Fig. 1 shows the synoptic diagram that visual media removes an embodiment of recognition system 100.Shown visual media goes recognition system 100 to comprise the multiple assembly of following detailed description, and it can carry out function described herein and operation.In one embodiment, go at least some assemblies in the recognition system 100 in computer system, to realize.For example, go the function of one or more assemblies of recognition system 100 to realize by being stored in the computer memory device 100 and by the computer program instructions of carrying out such as the treatment facility 104 of CPU.Go recognition system 100 can comprise other assemblies, such as input-output apparatus 106, disk storage driver 108, image combiner 110, remove to identify engine 112 and template generator 114.Visual media goes some or all combinations of recognition system 100 can be stored in the single computing equipment, or is stored in the network of the computing equipment that comprises cordless communication network.Go recognition system 100 can comprise than more or less assembly described herein or subsystem.In certain embodiments, go recognition system 100 to can be used for implementing method as shown in Figure 7 described herein.

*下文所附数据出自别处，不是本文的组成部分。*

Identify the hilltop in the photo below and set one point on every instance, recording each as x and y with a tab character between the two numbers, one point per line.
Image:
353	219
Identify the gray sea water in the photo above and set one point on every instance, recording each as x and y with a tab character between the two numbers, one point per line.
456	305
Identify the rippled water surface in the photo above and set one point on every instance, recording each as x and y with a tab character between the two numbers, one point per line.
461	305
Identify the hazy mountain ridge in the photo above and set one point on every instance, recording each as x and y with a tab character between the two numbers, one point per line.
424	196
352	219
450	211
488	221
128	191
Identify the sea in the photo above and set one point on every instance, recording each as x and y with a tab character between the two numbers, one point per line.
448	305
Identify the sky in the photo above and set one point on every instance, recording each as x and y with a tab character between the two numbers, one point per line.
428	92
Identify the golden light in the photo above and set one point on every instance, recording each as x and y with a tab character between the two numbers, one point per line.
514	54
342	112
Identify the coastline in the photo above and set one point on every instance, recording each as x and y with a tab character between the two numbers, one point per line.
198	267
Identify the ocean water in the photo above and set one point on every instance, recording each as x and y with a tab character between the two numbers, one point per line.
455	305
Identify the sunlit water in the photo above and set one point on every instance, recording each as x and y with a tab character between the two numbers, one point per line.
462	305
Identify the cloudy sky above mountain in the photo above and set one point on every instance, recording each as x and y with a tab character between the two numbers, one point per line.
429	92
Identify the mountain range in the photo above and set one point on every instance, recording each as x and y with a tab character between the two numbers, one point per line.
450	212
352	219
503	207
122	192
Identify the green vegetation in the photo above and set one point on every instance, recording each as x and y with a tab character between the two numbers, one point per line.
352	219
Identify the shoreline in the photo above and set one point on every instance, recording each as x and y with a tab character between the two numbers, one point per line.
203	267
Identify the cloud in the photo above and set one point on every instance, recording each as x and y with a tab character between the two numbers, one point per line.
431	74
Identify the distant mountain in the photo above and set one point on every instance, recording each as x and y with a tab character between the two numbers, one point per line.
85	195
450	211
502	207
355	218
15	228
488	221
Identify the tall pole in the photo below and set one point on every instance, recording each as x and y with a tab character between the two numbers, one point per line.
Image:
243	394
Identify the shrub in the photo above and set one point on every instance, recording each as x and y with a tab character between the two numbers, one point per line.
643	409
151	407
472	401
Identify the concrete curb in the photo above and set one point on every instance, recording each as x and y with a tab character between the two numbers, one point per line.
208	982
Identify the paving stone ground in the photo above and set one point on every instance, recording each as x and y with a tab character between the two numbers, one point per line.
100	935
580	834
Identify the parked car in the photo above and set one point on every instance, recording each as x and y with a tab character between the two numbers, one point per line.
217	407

In one embodiment, image combiner 110 receives image sequence 116 from visual media data acquisition 118.In certain embodiments, described visual media data acquisition 118 can comprise image or the video that uses Medical Devices to catch, and comprises ultrasonoscopy, echocardiogram image, angiographic image or any other visual media.In other embodiments, described visual media data acquisition 118 can comprise image or the video that use is caught or generated for the equipment of other application.Each image sequence 116 can comprise a lot of images.For example, a video can comprise a lot of single image frames that per second is caught.

In certain embodiments, image combiner 110 is configured to receive image sequence 116 from a plurality of visual media data acquisitions 118.Each visual media data acquisition 118 can be corresponding to different Machine Types.Can a plurality of visual media data acquisitions be divided into groups according to predetermined classification, the categorizing system of described classification such as Machine Type, position, hospital, department or any other type, for described categorizing system, image sequence 116 in each visual media data acquisition 118 have with corresponding visual media data acquisition 118 in common some visual interest of other image sequences 116, such as layout, text similarity or other characteristics.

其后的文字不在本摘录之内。